Sunday, March 29, 2015

"Mental illness" is not the Endpoint Answer to Why Someone Commits Mass Murder



Over on Clinical Psychiatry News, I wrote a an article about still-unfolding story of the Germanwings co-pilot who deliberately crashed a plane into the French Alps, killing 150 people.  Please surf over to read Was Mental Illness a Factor is the Germanwings Crash.   I'll warn you that the facts aren't all in yet, so the article is purely speculative, and it's possible we will never know why this co-pilot decided to crash this plane into a mountain.  I also tell you that as a psychiatrist, I don't know why someone commits mass murder; I've had no experience with patients who kill, much less kill 149 other people, nor have any of my colleagues or mentors.

Tawnydog1 may be right in her tweet above, the New York Times already has a front page article calling for  screening for pilot mental health issues.   Since the event of pilots crashing their planes into mountains is extremely rare (1 in many millions) and the pilot was said to have had an eye problem, I'm wondering why they aren't calling for better screening for eye problems?  Really, we don't know anything yet: we've heard nothing about the stresses in this man's life, whether he was telling friends and family that he was having delusions, why he took time off from training, what his illnesses were, and how he dealt with anger.  

I'm going to go out on a limb here: people commit suicide for a number of reasons, one of them being a way to escape the unbearable pain of depression.  People kill for a number of reasons, one of them being because they are angry.  There are many mentally ill people in the world and there are many angry people in the world.  There are very few mass murderers.  We need to stop using "mental illness" as the endpoint to answer the question "Why?" when a mass murder happens.  Mental illness is not an explanation, and this may be a problem that is so rare that there will never be a reasonable response to this event other than to say that for any number of reasons, pilots should not be alone in the cockpit of a commercial passenger plane.

5 comments:

George Dawson, MD, DFAPA said...

The final arbiter of any extreme behavior or thought is the conscious state of the individual.
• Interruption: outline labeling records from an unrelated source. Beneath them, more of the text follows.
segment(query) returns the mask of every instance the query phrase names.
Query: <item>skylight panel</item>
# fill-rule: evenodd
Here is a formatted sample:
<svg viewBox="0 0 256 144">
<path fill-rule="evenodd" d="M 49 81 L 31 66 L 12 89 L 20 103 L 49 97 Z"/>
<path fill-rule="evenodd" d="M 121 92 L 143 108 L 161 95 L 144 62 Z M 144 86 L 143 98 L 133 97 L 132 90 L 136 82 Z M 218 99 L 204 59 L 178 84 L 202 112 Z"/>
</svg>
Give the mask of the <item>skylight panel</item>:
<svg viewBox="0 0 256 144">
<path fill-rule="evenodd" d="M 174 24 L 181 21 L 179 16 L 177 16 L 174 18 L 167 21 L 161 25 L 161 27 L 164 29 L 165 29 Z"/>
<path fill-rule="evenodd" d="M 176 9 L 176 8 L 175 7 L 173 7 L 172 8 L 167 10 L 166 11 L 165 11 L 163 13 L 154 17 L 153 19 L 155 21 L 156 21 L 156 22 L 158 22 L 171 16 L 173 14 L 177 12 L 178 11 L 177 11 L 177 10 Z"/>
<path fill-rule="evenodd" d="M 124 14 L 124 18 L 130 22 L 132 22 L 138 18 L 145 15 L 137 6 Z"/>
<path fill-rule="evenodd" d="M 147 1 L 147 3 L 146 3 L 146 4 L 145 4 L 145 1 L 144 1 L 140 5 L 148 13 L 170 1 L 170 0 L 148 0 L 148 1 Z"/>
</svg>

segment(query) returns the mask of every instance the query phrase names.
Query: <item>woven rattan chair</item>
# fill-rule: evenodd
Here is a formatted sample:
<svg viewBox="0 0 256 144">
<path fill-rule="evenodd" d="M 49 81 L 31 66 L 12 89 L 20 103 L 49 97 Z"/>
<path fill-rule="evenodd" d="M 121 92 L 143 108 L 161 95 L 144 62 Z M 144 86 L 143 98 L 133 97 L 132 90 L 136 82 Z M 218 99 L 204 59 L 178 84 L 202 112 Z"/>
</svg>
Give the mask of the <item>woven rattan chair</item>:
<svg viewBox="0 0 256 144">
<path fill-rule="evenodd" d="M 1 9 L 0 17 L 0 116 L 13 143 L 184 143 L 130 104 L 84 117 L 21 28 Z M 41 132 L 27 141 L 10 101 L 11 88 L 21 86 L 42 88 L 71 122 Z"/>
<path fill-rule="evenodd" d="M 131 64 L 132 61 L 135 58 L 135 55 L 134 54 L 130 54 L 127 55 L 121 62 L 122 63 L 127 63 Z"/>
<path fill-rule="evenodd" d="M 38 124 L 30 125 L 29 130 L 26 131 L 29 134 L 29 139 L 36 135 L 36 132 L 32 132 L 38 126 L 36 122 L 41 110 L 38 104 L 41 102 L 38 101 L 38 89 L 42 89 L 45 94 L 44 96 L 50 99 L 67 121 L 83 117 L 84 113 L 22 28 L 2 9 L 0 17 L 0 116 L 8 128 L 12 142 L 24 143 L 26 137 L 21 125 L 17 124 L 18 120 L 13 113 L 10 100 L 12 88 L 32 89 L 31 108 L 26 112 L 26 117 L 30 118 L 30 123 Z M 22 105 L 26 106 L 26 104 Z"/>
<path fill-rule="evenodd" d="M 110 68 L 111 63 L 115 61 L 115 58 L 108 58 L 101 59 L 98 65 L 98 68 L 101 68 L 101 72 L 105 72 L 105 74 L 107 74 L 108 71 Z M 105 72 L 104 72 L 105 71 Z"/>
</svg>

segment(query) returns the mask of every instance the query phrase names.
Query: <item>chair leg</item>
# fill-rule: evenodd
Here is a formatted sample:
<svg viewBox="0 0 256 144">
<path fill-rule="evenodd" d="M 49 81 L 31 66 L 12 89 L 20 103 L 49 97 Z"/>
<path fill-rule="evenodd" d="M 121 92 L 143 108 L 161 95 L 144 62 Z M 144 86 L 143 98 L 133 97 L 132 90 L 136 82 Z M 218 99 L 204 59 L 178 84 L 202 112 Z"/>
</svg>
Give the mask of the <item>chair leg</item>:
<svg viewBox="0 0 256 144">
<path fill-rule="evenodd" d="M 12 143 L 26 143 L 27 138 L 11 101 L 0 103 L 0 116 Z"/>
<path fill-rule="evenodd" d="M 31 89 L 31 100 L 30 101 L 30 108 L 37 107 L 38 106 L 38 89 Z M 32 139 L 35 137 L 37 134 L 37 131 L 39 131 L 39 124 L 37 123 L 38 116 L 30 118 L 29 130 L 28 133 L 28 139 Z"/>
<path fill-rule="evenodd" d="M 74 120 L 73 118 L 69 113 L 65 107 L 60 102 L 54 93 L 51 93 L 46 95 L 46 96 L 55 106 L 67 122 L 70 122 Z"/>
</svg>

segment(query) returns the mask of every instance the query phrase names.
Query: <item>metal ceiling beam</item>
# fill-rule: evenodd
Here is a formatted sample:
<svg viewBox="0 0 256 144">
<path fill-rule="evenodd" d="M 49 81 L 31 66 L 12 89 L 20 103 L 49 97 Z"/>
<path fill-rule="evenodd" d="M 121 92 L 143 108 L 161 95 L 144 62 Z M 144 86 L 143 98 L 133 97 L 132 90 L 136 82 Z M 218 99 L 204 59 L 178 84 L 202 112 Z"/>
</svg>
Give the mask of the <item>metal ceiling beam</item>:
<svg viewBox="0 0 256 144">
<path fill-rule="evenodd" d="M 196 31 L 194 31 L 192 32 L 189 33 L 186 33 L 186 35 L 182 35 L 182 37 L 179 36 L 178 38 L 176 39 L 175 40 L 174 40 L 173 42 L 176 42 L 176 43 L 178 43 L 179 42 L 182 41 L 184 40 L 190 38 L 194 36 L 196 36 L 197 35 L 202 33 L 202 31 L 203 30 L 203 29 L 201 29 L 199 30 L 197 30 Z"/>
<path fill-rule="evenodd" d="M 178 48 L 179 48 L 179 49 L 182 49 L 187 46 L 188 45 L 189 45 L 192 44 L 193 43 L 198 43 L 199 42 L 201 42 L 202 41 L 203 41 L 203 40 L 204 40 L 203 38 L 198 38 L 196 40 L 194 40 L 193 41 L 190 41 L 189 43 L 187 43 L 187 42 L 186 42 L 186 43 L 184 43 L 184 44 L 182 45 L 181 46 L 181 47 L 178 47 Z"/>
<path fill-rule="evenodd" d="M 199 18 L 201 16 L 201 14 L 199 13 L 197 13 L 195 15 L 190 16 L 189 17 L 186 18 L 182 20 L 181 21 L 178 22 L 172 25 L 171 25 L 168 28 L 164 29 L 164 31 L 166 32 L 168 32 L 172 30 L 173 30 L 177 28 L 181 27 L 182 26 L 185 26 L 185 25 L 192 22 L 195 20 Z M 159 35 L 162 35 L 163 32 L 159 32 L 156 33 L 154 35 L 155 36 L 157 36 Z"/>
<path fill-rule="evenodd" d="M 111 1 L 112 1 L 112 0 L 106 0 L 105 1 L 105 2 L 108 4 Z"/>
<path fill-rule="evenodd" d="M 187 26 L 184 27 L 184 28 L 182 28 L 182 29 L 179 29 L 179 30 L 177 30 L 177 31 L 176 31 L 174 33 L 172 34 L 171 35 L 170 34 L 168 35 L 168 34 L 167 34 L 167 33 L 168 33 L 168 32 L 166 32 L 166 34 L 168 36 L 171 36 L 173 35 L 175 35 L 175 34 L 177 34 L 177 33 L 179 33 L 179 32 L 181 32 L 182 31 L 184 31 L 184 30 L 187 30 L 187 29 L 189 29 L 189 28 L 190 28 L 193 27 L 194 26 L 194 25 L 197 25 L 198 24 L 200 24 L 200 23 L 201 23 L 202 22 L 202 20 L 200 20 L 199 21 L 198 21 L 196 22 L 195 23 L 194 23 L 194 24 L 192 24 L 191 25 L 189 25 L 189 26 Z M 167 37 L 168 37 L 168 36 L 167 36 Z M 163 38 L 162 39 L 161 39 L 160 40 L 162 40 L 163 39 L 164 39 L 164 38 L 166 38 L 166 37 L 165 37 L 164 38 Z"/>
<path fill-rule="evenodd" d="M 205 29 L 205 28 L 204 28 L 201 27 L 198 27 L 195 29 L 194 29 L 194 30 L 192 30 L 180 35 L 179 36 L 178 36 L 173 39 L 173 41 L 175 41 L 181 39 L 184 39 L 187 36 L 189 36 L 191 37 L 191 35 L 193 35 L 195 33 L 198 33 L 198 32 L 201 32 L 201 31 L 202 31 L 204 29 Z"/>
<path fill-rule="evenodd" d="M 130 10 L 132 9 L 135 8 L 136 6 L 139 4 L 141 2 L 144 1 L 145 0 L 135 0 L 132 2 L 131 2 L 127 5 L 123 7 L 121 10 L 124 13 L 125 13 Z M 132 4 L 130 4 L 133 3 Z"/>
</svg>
Apparent personality and decision-making are often the most visible aspects of that process. In this post I tried to illustrate how these transitions can occur totally independent of diagnosis.

http://real-psychiatry.blogspot.com/2015/03/how-to-ruin-your-life-without-being.html

I think the problem comes down to psychiatrists being too focused on the diagnoses of disorders and not the conscious state of the individual. Mental disorders are certainly potent transformers of conscious states, but they don't predict the specifics of the event for an individual or who is likely to be affected.

I rarely see notes anymore that contain a formulation that is more than a list of diagnoses. Formulations containing descriptions of transformative events, psychological trauma, adaptation to stress, resilience in the face of adversity, etc would go a long way toward getting at unique conscious states, but we need a more specific clinical method to get there.

Borderline Med said...

Amazing post, amazing way to put it. Really, seriously, I thank you so much for this post. In addition, I completely agree with Dr. Dawson, the above commenter. Both posts should be run publicly on newspapers in giant font!

Joel Hassman, MD said...

As long as psychiatry continues to give the illusion that antisocial personality disorder not only is still a DSM diagnosis, but can be amenable to treatment to an alleged quantifiable degree, we will be guilty by such a dumb association.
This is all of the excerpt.